Plastic treaty talks at INC 5.2 in Geneva, Switzerland, have come to an end but not to a resolution.
Finalizing a weak treaty here in Geneva would have been a dangerous mistake, locking the world into decades of continued plastic overproduction, toxic exposure, and environmental harm. We commend the majority of member states that refused to settle for half-measures. By not agreeing to a treaty that fails to address plastics at the source, we can continue to push for a stronger, enforceable agreement that will truly protect human health, our environment and climate, and our shared future.

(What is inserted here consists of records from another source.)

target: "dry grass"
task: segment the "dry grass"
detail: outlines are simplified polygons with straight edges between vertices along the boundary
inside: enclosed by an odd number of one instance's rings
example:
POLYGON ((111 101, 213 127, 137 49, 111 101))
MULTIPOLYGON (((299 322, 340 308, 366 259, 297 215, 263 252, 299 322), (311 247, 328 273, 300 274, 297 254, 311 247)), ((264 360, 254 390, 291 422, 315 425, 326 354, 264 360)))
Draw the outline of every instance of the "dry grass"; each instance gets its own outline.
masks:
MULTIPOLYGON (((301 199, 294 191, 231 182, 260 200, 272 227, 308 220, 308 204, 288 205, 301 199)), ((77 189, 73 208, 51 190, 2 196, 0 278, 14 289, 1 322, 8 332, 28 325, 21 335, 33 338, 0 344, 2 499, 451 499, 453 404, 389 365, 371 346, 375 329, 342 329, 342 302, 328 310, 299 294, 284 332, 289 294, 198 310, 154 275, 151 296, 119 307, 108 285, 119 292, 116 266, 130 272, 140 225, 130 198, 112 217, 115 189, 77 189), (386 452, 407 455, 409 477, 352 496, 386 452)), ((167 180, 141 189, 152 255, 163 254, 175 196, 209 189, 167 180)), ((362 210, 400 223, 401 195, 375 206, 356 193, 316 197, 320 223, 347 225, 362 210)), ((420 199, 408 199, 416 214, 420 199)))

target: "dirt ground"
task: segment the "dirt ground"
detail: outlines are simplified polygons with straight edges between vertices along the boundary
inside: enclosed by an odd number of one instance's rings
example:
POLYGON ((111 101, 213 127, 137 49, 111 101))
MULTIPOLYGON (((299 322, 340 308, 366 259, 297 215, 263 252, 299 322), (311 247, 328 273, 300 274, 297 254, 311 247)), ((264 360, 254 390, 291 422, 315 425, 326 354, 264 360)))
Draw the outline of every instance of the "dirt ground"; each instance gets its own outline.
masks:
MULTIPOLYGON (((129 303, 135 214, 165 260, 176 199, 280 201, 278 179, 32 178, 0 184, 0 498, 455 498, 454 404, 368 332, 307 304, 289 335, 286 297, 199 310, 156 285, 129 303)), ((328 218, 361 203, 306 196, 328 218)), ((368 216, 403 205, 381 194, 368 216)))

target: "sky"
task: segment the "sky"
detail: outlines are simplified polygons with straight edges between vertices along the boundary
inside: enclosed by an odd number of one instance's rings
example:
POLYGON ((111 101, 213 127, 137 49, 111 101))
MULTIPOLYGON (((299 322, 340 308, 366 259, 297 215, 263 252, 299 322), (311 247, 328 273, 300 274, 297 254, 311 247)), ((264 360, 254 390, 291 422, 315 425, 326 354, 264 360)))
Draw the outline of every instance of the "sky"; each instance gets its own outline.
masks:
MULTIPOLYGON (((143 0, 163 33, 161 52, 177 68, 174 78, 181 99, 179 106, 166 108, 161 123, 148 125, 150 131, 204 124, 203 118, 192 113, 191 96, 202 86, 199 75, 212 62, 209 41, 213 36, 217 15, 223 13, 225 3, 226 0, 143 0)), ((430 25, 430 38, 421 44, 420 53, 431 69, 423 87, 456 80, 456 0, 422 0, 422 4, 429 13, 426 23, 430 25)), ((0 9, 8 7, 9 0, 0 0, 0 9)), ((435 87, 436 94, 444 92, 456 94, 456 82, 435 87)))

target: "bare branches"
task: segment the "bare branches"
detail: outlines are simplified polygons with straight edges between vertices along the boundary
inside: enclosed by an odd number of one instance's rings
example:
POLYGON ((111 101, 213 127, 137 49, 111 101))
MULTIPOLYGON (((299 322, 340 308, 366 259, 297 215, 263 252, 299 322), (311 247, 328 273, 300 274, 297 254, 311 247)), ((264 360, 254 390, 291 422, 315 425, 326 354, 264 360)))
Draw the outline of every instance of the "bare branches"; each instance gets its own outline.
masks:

We leave Geneva deeply disappointed with a handful of member states that held the process and our shared future hostage. Instead of seizing this moment to deliver an agreement that cuts plastic production, eliminates toxic chemicals, and designs materials for true safety, reuse, and authentic recycling, negotiations stalled. Human and environmental health were sidelined. Scientists and medical professionals, who brought clear evidence of harm, were ignored. Waste pickers, recyclers, Indigenous peoples, and frontline communities, who are disproportionately impacted by plastic pollution, were left unheard.
It’s true that finalizing nothing is preferable to finalizing a treaty that would fail. However, the fact that we could not agree on or advance closer toward real solutions today is a shameful reflection of political will bending to industry pressure. Every day without a strong, binding treaty means more plastic in our bodies, water, food, and air.
AMBR stands with Indigenous peoples, frontline communities, waste pickers, scientists, health experts, youth, and people all over the world in welcoming the decision to keep negotiating. This is not a failure but an opportunity to get it right. The world needs a plastics treaty that stops pollution at the source, not one that lets the crisis continue unchecked.
While the negotiations collapsed, the will and passion of civil society did not.